Anyway, I discovered several years ago that the allegedly correct pronunciation of the word, according to the first dictionary I checked, is not “airy-OH-luh,” as you might expect, but “uh-REE-uh-luh.” And yet I have literally met nobody—not one single person—who pronounced the word the way the dictionary says you’re supposed to. (In fact, just two nights ago I heard “airy-OH-luh” on an episode of “CSI.” Apparently a stripper had been murdered. It’s a long story.)
What makes this doubly strange is that all modern dictionaries list variant pronunciations when there are common variants in heavy use. For example, any listing of the word “our” usually has at least two pronunciations with the word: OW-er and AR. A moment’s reflection will show this is perfectly appropriate. Or take the word “ophthalmologist,” which should technically be pronounced OFF-thull-MAHL-uh-jist, even though most people tend to say OP-thuh-. (According to Webster’s Guide to Modern English Usage, this is even the most common pronunciation among ophthalmologists themselves!) And every major dictionary lists both pronunciations as a result.
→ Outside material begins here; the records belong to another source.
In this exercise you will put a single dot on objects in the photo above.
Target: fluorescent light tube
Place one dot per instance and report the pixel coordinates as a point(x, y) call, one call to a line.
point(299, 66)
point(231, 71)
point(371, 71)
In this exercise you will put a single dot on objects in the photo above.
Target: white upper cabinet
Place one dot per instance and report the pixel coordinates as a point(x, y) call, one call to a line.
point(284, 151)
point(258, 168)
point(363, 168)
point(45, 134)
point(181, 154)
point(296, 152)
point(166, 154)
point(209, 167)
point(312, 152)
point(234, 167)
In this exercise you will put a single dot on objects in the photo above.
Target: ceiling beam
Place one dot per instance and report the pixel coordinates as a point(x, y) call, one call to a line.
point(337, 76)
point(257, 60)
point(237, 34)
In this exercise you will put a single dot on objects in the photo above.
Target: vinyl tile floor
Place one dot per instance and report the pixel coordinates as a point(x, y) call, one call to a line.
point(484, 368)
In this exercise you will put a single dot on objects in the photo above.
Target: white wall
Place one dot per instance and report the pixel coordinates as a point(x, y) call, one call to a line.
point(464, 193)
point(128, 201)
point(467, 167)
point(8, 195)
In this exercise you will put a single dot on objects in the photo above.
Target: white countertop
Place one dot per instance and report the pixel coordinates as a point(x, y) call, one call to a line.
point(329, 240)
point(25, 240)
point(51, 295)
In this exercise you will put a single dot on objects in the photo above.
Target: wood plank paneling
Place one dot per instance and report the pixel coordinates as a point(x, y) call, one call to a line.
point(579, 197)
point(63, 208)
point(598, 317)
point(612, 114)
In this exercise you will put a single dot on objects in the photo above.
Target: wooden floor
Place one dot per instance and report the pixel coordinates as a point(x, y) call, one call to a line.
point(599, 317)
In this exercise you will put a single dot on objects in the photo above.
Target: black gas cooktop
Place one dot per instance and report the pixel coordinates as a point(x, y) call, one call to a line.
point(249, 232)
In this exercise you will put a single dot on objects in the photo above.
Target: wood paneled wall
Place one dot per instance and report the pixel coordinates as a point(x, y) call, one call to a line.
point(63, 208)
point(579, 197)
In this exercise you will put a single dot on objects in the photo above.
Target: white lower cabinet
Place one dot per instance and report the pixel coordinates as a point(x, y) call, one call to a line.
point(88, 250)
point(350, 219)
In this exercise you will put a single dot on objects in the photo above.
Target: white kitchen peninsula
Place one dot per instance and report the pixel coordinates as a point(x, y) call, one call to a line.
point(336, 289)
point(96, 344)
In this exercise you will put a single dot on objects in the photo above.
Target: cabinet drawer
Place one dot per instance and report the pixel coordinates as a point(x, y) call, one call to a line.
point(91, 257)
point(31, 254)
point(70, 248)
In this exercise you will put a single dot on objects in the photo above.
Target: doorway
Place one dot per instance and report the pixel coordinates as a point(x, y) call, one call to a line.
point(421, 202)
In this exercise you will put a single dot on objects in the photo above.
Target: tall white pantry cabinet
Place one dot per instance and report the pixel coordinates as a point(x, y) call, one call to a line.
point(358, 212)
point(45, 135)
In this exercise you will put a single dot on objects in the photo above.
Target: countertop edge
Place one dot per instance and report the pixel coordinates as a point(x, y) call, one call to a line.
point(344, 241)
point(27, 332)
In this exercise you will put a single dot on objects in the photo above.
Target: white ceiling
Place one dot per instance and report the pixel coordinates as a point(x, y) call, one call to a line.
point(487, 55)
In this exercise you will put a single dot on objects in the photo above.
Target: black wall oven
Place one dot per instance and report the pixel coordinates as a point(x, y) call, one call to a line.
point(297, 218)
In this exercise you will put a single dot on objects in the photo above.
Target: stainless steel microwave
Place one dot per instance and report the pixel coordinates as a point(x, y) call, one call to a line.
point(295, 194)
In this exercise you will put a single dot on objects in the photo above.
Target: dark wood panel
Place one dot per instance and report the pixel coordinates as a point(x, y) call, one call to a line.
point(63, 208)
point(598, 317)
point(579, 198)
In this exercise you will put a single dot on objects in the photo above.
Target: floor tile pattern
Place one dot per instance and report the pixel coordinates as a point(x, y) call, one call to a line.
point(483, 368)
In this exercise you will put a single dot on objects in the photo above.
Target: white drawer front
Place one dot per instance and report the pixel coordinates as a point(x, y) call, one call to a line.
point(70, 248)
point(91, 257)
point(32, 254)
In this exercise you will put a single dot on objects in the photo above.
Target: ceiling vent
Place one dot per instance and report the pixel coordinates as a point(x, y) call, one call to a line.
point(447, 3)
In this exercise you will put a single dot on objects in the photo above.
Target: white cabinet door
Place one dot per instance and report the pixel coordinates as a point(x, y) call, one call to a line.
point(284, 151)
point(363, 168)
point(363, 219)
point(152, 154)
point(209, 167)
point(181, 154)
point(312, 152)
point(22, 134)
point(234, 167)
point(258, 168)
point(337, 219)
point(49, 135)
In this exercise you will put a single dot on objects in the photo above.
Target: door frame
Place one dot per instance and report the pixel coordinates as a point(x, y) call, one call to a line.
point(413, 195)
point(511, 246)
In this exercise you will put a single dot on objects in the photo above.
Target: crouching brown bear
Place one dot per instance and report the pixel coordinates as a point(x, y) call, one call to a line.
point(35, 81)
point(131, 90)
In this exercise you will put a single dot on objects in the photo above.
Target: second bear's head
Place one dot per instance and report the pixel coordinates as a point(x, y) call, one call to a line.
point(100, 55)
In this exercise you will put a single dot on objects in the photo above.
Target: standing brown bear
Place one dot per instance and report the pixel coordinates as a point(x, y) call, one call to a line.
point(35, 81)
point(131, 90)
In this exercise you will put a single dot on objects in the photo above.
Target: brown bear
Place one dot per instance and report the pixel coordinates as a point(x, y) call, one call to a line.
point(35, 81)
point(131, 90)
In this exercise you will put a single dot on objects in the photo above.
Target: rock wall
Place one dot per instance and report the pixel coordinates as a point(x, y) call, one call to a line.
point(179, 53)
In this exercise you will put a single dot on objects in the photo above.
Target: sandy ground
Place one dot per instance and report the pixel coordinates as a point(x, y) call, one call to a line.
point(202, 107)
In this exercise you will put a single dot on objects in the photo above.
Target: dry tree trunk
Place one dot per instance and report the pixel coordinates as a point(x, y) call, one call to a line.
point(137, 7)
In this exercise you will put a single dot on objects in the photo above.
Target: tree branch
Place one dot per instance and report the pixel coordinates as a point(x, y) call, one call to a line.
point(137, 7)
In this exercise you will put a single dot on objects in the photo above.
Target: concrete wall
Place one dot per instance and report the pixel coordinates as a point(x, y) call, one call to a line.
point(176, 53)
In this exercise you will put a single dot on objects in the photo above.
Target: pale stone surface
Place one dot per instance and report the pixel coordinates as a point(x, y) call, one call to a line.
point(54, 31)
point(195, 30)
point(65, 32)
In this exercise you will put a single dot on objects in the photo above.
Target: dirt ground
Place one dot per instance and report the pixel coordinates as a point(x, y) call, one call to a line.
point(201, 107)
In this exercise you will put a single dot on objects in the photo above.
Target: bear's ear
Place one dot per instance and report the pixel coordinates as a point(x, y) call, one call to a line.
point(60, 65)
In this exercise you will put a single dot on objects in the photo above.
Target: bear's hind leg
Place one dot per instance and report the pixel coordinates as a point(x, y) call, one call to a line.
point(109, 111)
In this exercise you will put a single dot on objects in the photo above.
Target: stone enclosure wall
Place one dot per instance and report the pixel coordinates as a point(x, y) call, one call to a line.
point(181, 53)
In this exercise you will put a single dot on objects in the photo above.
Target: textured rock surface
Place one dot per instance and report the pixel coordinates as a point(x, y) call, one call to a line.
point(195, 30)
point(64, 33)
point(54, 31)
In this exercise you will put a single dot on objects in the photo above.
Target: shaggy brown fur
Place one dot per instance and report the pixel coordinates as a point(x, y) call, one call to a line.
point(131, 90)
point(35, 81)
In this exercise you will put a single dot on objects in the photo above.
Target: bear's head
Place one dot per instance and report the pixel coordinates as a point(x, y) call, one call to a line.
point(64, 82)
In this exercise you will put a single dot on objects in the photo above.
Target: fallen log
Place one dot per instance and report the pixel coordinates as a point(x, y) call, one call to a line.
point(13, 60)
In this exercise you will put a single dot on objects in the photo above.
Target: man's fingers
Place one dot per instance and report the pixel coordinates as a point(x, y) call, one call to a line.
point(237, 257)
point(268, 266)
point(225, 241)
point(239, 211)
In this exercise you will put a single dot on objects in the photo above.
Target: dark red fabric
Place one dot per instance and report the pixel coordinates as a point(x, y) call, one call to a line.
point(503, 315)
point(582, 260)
And yet no such alternate pronunciation is ever listed for the word “areola.” That was going to be the point of my article. “Check anywhere!” I was going to say. “New International Third! The New World! The Random House Second! Encarta! Merriam-Webster’s Tenth! Not a one of them even seems aware that this most common pronunciation even exists! What’s up with that?” And then I was going to end the article somehow.
Unfortunately, I work in a crossword puzzle office, and the other day I discovered two disturbing things: One, there’s a Webster’s Eleventh Collegiate out (I thought I had it already), and Two, damned if it doesn’t list “airy-OH-la” as a legitimate alternate pronunciation! Damn! There goes my article! Somehow the article isn’t nearly as interesting when it ends by saying, “Only one dictionary gets it right...” instead of none.
Or have I given up too easily? I ask you, my readers—can any among you think of a way to reframe the article so it’s still sellable? I could use perhaps a small goosing of encouragement.